3. An appeal was taken by the defendant to the District Judge. The learned District Judge held that the status of the plaintiff was not that of a raiyat at fixed rent, but was that of an occupancy riayat. The learned District Judge, however, came to the conclusion
that the plaintiff was estopped from setting up that the interest created by the patta was darraiyati and dismissed plaintiff’s appeal.

4. A second appeal has been taken to this Court and it has been strenuously argued by the learned vakil for the appellant that the patta on the face of it shows that the interest of plaintiff’s predecessor was that of a raiyat and that therefore the patta which purported to grant a permanent heritable dar-raiyati lease contravened the provisions of Section 85, Ben. Ten. Act, and could not be admitted in evidence and is not operative as a permanent lease between the plaintiff and the defendants’ predecessor and on the death of the defendants’ predecessor the tenancy must be taken to have been terminated. Reliance is placed on the decision of the Pull Bench in Chandra Kanta v. Amjad Ali A.I.R. 1921 Cal. 451, and it is contended that the present case is governed by the first of the three propositions laid down by the Full Bench. I cannot accept this contention, for it would appear from the statements contained in the patta of 1258 that plaintiff represented to the defendants’ predecessor Rahamat Ali that his status was not that of an ordinary occupancy raiyat, but of a raiyat whose interest was transferable, for it is stated that it was the original raiyati of Abinas Chandra Acharjya and had been purchased at an auction by Sarat Chandra Mahajan. The lease which was granted to Rahamat Ali was described as “bundobasti istemrari daimi kayemi harsana jotedari.” The word “daimi” means
relating to what is perpetual the perpetual1 settlement of the revenue. See Wilsons, Glossary, p. 119.

5. So it was intended to convey the notion of fixity of rent. The word “diami” imports the notion of fixity of rent. It is stated that in certain localities in Chittagong kayemi raiyats have written leases at fixed rates of rent so that plaintiff by the patta purported to grant a permanent lease with a fixed rental and he represented that his own interest was that of a raiyat whose interest was transferable : see District Gazeteer of 1908 (Chittagong), 152. These representations would certainly convey the impression that the plaintiff was a raiyat at a fixed rent. The learned District Judge says,
the only way in which the terms of the patta can be made consistent is by interpreting raiyati’ to mean raiyati at fixed rent.

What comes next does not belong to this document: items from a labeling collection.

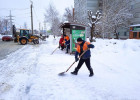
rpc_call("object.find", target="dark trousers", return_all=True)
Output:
[75,58,93,73]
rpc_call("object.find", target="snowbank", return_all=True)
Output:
[0,36,140,100]
[0,34,2,39]
[0,34,12,39]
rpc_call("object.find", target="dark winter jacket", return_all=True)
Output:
[65,39,70,46]
[75,41,94,59]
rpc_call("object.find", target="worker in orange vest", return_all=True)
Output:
[64,35,70,53]
[71,38,94,77]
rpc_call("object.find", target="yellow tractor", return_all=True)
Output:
[17,29,39,45]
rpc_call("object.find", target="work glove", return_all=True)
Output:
[75,58,79,62]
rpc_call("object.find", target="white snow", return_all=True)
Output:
[0,34,12,39]
[92,15,96,19]
[0,36,140,100]
[0,34,2,39]
[130,24,140,27]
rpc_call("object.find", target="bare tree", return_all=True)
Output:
[45,4,60,38]
[88,11,101,42]
[101,0,133,39]
[63,7,73,23]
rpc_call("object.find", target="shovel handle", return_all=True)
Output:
[51,46,59,55]
[66,49,89,72]
[66,61,76,72]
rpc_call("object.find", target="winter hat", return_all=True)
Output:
[77,38,83,42]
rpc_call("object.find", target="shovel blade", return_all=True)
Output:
[58,72,65,76]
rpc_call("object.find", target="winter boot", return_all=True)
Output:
[71,68,78,75]
[89,68,94,77]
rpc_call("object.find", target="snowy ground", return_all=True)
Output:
[0,37,140,100]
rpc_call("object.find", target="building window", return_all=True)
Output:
[133,32,137,38]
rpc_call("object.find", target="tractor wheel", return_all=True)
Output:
[19,38,28,45]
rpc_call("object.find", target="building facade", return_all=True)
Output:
[74,0,99,37]
[74,0,140,39]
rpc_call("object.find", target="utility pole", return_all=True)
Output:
[7,10,14,35]
[31,1,34,35]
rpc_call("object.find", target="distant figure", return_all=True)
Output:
[71,38,94,77]
[59,35,64,50]
[64,35,70,53]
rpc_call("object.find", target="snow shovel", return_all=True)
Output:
[58,49,89,76]
[51,46,59,55]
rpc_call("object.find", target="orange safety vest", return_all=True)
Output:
[65,36,70,41]
[76,42,90,53]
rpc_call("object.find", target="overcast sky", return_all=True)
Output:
[0,0,74,29]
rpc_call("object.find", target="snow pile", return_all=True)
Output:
[0,34,2,39]
[0,36,140,100]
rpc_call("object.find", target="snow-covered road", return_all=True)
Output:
[0,38,140,100]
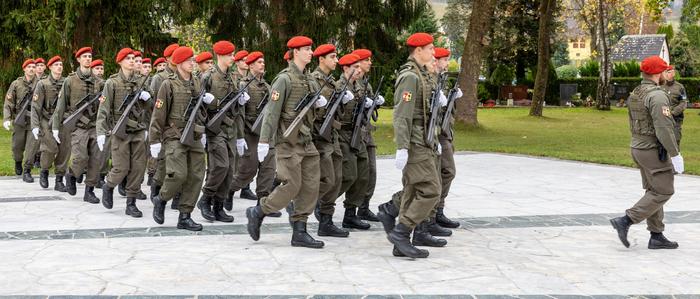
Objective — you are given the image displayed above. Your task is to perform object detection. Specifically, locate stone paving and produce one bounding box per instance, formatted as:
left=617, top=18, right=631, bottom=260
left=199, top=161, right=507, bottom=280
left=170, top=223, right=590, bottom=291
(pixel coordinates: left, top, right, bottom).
left=0, top=153, right=700, bottom=298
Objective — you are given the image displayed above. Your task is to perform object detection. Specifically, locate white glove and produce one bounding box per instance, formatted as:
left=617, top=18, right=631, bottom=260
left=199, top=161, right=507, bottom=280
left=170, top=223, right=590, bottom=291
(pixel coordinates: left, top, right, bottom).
left=258, top=143, right=270, bottom=162
left=343, top=90, right=355, bottom=105
left=316, top=96, right=328, bottom=108
left=139, top=91, right=151, bottom=101
left=202, top=92, right=214, bottom=105
left=151, top=143, right=160, bottom=158
left=440, top=90, right=447, bottom=107
left=238, top=91, right=250, bottom=105
left=97, top=135, right=106, bottom=152
left=51, top=130, right=61, bottom=143
left=394, top=148, right=408, bottom=170
left=671, top=153, right=685, bottom=174
left=236, top=138, right=248, bottom=156
left=365, top=97, right=374, bottom=108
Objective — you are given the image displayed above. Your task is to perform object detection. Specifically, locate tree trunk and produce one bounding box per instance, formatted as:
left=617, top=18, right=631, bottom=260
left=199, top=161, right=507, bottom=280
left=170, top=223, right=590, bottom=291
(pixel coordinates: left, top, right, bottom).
left=455, top=0, right=496, bottom=126
left=596, top=0, right=612, bottom=110
left=530, top=0, right=556, bottom=116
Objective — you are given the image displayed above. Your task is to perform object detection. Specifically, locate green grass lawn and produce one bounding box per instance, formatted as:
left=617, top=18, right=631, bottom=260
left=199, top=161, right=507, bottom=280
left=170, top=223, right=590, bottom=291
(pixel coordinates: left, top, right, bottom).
left=375, top=108, right=700, bottom=174
left=0, top=108, right=700, bottom=175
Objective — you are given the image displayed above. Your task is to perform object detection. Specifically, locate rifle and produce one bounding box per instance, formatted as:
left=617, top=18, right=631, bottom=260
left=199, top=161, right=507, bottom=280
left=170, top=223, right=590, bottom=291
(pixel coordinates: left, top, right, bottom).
left=207, top=80, right=253, bottom=134
left=282, top=75, right=333, bottom=143
left=318, top=70, right=355, bottom=142
left=111, top=79, right=146, bottom=139
left=424, top=73, right=447, bottom=146
left=63, top=91, right=102, bottom=132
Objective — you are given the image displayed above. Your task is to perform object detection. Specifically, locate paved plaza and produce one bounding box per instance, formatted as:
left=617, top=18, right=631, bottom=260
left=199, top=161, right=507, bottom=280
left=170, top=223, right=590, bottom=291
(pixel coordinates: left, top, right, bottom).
left=0, top=153, right=700, bottom=298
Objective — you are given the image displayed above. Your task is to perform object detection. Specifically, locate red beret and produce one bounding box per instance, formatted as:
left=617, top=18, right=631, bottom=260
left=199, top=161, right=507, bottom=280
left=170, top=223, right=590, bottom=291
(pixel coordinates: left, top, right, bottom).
left=338, top=53, right=363, bottom=66
left=213, top=40, right=236, bottom=55
left=117, top=48, right=134, bottom=63
left=314, top=44, right=336, bottom=57
left=90, top=59, right=103, bottom=68
left=163, top=44, right=180, bottom=58
left=194, top=51, right=214, bottom=63
left=75, top=47, right=92, bottom=58
left=639, top=56, right=669, bottom=75
left=233, top=50, right=248, bottom=61
left=287, top=36, right=314, bottom=49
left=406, top=32, right=433, bottom=47
left=46, top=55, right=61, bottom=66
left=434, top=48, right=450, bottom=59
left=350, top=49, right=372, bottom=60
left=245, top=51, right=263, bottom=65
left=171, top=47, right=194, bottom=64
left=22, top=58, right=35, bottom=68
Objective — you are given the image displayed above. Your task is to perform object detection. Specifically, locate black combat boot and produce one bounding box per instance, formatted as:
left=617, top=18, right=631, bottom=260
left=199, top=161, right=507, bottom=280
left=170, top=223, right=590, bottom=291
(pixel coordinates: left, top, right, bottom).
left=22, top=168, right=34, bottom=183
left=102, top=184, right=114, bottom=209
left=610, top=215, right=632, bottom=248
left=151, top=194, right=166, bottom=224
left=177, top=212, right=202, bottom=232
left=245, top=206, right=265, bottom=241
left=53, top=174, right=66, bottom=192
left=425, top=218, right=452, bottom=237
left=413, top=221, right=447, bottom=247
left=318, top=214, right=350, bottom=238
left=648, top=233, right=678, bottom=249
left=83, top=186, right=100, bottom=204
left=387, top=222, right=430, bottom=258
left=39, top=169, right=49, bottom=189
left=125, top=197, right=143, bottom=218
left=197, top=194, right=216, bottom=221
left=292, top=221, right=325, bottom=248
left=214, top=198, right=233, bottom=222
left=343, top=208, right=371, bottom=230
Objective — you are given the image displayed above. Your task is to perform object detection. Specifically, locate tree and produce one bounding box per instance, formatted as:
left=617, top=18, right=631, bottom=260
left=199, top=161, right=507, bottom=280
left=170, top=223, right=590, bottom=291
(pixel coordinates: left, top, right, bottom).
left=530, top=0, right=557, bottom=116
left=456, top=0, right=496, bottom=126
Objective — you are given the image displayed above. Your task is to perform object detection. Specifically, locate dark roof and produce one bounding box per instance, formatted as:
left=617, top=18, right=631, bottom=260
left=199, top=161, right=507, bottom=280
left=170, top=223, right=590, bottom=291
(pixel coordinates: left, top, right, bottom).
left=610, top=34, right=666, bottom=61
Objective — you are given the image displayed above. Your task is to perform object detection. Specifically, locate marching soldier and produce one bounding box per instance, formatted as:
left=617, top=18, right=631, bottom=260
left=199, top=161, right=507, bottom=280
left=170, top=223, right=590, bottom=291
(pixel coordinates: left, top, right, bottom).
left=97, top=48, right=151, bottom=218
left=51, top=47, right=101, bottom=204
left=197, top=41, right=249, bottom=222
left=148, top=47, right=214, bottom=231
left=610, top=56, right=684, bottom=249
left=32, top=56, right=70, bottom=192
left=2, top=59, right=38, bottom=183
left=246, top=36, right=327, bottom=248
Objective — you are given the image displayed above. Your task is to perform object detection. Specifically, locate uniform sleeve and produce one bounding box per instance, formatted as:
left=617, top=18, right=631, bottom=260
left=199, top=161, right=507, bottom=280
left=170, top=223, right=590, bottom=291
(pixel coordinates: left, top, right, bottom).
left=260, top=75, right=291, bottom=143
left=648, top=92, right=678, bottom=157
left=394, top=73, right=421, bottom=149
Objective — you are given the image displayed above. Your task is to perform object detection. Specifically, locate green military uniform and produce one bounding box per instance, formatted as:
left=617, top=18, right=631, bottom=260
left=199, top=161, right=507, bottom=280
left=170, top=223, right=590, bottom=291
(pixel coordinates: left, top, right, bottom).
left=260, top=62, right=320, bottom=223
left=148, top=73, right=206, bottom=214
left=661, top=80, right=688, bottom=147
left=3, top=76, right=38, bottom=172
left=231, top=72, right=275, bottom=198
left=97, top=70, right=151, bottom=199
left=626, top=80, right=679, bottom=233
left=32, top=76, right=70, bottom=192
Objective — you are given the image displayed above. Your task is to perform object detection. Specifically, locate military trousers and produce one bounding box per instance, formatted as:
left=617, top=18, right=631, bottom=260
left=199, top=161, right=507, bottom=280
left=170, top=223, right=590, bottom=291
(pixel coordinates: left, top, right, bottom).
left=163, top=138, right=205, bottom=213
left=626, top=148, right=674, bottom=233
left=260, top=142, right=320, bottom=222
left=105, top=131, right=148, bottom=198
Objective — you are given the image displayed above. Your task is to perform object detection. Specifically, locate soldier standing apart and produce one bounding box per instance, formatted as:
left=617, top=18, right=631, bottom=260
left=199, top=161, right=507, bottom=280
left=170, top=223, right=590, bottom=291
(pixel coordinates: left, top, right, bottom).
left=51, top=47, right=101, bottom=204
left=246, top=36, right=327, bottom=248
left=148, top=47, right=214, bottom=231
left=97, top=48, right=151, bottom=218
left=2, top=59, right=38, bottom=183
left=610, top=56, right=684, bottom=249
left=32, top=56, right=70, bottom=192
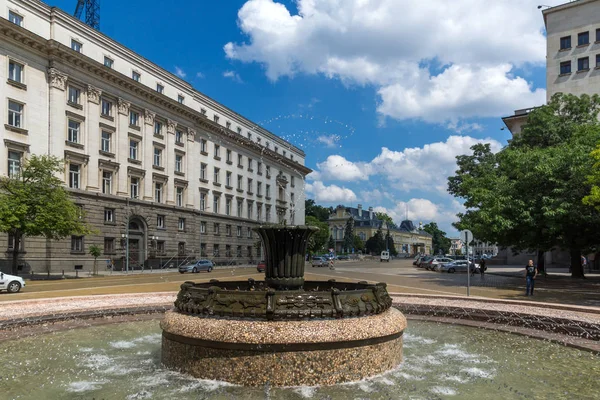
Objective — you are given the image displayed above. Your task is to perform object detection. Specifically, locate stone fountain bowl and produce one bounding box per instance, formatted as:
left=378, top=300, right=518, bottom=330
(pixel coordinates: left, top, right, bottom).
left=175, top=279, right=392, bottom=320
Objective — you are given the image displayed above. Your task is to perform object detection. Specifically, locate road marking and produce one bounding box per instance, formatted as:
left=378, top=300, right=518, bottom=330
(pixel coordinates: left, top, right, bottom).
left=21, top=274, right=255, bottom=294
left=314, top=274, right=456, bottom=295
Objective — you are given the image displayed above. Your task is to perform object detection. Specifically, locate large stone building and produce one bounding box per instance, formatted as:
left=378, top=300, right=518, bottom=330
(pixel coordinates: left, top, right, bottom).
left=0, top=0, right=310, bottom=270
left=499, top=0, right=600, bottom=268
left=327, top=204, right=432, bottom=255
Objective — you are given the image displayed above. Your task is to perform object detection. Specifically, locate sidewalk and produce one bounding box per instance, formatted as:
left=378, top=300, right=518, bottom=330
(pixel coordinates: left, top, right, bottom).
left=20, top=264, right=256, bottom=280
left=486, top=265, right=600, bottom=279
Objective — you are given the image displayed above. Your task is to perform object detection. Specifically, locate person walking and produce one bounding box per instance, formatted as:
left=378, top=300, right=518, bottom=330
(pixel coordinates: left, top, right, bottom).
left=525, top=260, right=537, bottom=296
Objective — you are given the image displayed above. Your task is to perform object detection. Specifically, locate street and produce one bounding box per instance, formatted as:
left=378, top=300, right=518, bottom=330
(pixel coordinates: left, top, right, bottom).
left=0, top=260, right=600, bottom=307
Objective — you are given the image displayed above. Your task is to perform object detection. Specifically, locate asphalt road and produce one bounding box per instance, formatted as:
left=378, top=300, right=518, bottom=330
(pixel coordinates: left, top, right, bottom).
left=0, top=260, right=600, bottom=307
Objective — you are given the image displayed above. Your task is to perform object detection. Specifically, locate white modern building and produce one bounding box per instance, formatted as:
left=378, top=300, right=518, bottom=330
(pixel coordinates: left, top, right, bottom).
left=0, top=0, right=310, bottom=270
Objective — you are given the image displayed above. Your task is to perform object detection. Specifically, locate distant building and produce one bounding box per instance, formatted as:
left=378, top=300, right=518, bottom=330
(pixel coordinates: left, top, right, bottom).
left=450, top=238, right=463, bottom=255
left=327, top=204, right=432, bottom=255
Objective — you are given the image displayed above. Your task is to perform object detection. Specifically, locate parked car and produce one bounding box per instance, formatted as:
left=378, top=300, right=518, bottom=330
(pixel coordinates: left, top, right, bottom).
left=0, top=272, right=25, bottom=293
left=438, top=260, right=478, bottom=274
left=417, top=256, right=433, bottom=268
left=179, top=260, right=215, bottom=274
left=425, top=257, right=454, bottom=271
left=379, top=251, right=390, bottom=262
left=256, top=260, right=267, bottom=272
left=310, top=257, right=329, bottom=267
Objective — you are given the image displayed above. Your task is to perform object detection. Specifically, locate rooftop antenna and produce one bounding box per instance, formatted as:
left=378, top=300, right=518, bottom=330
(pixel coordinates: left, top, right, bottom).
left=73, top=0, right=100, bottom=30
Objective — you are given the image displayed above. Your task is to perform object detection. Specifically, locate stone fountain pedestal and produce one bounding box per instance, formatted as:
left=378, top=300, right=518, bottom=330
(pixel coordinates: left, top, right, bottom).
left=161, top=226, right=406, bottom=386
left=161, top=308, right=406, bottom=386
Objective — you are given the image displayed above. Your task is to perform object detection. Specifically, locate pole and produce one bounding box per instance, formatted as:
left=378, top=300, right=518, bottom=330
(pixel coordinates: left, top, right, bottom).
left=465, top=235, right=475, bottom=296
left=125, top=197, right=129, bottom=274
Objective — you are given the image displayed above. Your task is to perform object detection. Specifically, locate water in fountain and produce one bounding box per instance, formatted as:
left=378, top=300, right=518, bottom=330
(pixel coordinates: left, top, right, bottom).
left=0, top=321, right=600, bottom=400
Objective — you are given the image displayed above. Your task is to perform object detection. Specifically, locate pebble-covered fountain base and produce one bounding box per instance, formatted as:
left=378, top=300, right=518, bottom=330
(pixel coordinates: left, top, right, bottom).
left=161, top=225, right=406, bottom=386
left=161, top=308, right=406, bottom=386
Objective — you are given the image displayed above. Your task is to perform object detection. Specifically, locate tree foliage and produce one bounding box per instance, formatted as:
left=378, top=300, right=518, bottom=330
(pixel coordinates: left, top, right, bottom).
left=385, top=229, right=398, bottom=256
left=88, top=244, right=102, bottom=275
left=423, top=222, right=452, bottom=254
left=448, top=94, right=600, bottom=277
left=304, top=199, right=333, bottom=222
left=375, top=211, right=397, bottom=229
left=365, top=227, right=386, bottom=254
left=342, top=217, right=354, bottom=253
left=0, top=155, right=91, bottom=274
left=306, top=216, right=329, bottom=254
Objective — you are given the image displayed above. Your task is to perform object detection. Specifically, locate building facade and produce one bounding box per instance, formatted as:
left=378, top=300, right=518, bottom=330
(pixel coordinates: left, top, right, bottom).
left=0, top=0, right=310, bottom=271
left=327, top=204, right=432, bottom=255
left=498, top=0, right=600, bottom=268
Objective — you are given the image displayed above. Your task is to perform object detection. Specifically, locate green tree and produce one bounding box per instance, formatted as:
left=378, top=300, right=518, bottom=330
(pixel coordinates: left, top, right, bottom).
left=327, top=235, right=335, bottom=250
left=352, top=235, right=365, bottom=253
left=385, top=229, right=398, bottom=256
left=304, top=199, right=333, bottom=222
left=448, top=94, right=600, bottom=277
left=0, top=155, right=91, bottom=274
left=342, top=217, right=354, bottom=253
left=375, top=211, right=397, bottom=229
left=423, top=222, right=452, bottom=254
left=365, top=227, right=386, bottom=255
left=88, top=244, right=102, bottom=275
left=306, top=216, right=329, bottom=255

6. The plaintiff in his evidence does not deny that he represented himself to have mokarari rights; on the contrary he says that he does not know whether his interest is mokarari or not. Plaintiff’s raiyati was acquired by auction purchase by his brother Sarat. The sale certificate has not been produced, and the fact that permanent lease at a fixed rental was being granted in respect of a raiyati which was transferable carries with it the plainest implication that the raiyati was a raiyati at a fixed rent, which alone is transferable under the law without the consent of the landlord. The case, therefore, falls within the second proposition laid down by the Pull Bench as the patta was granted by the plaintiff who, on the face of the document, professed to have a higher status than that of a raiyat and consequently the defendant may rightly invoke the doctrine of estoppel and plead1 that the plaintiff cannot be permitted to prove that his status was not that of a raiyati at fixed rent.

7. The defendants’ predecessor and the defendant after his death had been in possession since 1888 under the patta. I think the lower appellate Court has put a correct interpretation on the patta. The appeal fails and must be dismissed with costs.